In one of his books, Pieter De Jong mentions that Karl Barth once said that the angels must laugh a lot. They laugh, said Barth, because he kept writing one volume after another about God, as though the Almighty could be captured in books.

They also laugh, he said, because other people would actually read and focus on what he was saying. Barth thought it was much more important for Christians to actually wrestle with the topics and questions that he was taking up, rather than to merely digest or repeat what he had to say about anything.

With no more than that, a new or continuing reader of Karl Barth can get a glimpse of two very important facets of the man and his work:

First, the part about the angels reveals how Barth, though a hard-working and serious theologian, never took himself or his own words too seriously. His writings certainly are dense and demanding. But the undertone is hardly ever dour and gloomy.
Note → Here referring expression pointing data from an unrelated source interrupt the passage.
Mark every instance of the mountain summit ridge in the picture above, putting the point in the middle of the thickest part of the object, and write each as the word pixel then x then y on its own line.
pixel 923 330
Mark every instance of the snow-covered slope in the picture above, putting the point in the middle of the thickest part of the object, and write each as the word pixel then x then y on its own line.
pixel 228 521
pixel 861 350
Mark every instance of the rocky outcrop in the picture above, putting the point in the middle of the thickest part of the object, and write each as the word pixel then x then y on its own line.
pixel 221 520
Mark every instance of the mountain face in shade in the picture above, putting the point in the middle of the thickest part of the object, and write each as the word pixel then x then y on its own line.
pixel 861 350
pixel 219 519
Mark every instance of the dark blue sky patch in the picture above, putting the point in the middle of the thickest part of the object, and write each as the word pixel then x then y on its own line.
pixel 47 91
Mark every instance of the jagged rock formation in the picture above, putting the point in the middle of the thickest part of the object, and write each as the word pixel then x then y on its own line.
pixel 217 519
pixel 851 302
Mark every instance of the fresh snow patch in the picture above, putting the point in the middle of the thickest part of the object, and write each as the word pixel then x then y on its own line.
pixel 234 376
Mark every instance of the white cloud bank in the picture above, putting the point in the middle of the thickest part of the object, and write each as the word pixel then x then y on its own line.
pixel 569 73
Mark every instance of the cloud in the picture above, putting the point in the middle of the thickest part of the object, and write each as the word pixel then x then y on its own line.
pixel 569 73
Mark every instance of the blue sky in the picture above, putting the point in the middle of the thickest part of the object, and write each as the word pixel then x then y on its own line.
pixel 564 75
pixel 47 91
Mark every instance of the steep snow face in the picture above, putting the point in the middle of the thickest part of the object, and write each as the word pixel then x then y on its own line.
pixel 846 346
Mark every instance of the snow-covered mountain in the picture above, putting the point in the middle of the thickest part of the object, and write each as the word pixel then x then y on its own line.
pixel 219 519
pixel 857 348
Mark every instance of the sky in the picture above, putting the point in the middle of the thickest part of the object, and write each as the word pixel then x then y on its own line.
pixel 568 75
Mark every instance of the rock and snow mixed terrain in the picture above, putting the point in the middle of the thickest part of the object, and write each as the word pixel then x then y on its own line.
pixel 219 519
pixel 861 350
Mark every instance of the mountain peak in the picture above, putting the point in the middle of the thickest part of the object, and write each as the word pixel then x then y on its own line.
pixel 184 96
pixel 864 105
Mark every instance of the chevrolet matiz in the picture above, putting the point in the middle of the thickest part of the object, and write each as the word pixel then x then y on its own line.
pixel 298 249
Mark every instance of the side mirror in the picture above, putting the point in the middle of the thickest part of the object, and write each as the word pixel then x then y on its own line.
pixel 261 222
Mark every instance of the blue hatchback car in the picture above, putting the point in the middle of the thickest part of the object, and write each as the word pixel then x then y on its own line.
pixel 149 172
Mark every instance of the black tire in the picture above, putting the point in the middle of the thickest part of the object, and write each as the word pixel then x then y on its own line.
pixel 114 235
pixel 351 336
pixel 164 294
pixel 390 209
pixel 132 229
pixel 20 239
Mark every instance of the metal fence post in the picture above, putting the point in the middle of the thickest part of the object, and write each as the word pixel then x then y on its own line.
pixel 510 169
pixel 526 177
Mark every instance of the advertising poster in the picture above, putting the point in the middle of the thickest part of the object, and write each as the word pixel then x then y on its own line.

It's usually something more like delightful.

Take, for example, the last sentence of the "Foreward to the Torchbook Edition" of his book Dogmatics in Outline: "He who, after learning a little about the meaning of 'dogmatics,' undertakes to delve more into detail, will, I promise, discover (regardless of the method he may employ) in this theological discipline and in theology in general a great amount of thrilling, and beautiful tasks which are fruitful for the Church and for the world." I love a teacher who thinks like that.

Second, the part about our wrestling with the questions points to Barth's conviction that in every successive period the church is obligated to question what has been said before and to identify and speak the truth in the language of that particular day.

The great historic Christian creeds, for example, show us how believers in earlier times worked through and answered the questions of their day. But even the best creeds and the greatest books do not relieve us from trying to do in our time what those good people did in theirs. Karl Barth believed that anytime the church speaks primarily in the language of decades or centuries gone by, you know that it has failed to take up its responsibility before God.

That's what he was all about, faithfully speaking the true Word of God in the language and to the situation(s) of his day.

1 comment:

Stoned-Campbell Disciple said...

Dogmatics in Outline has been a favorite of mine for years. I find Barth to be so stimulating and refreshing ... even when I find myself in disagreement. It is a classic book.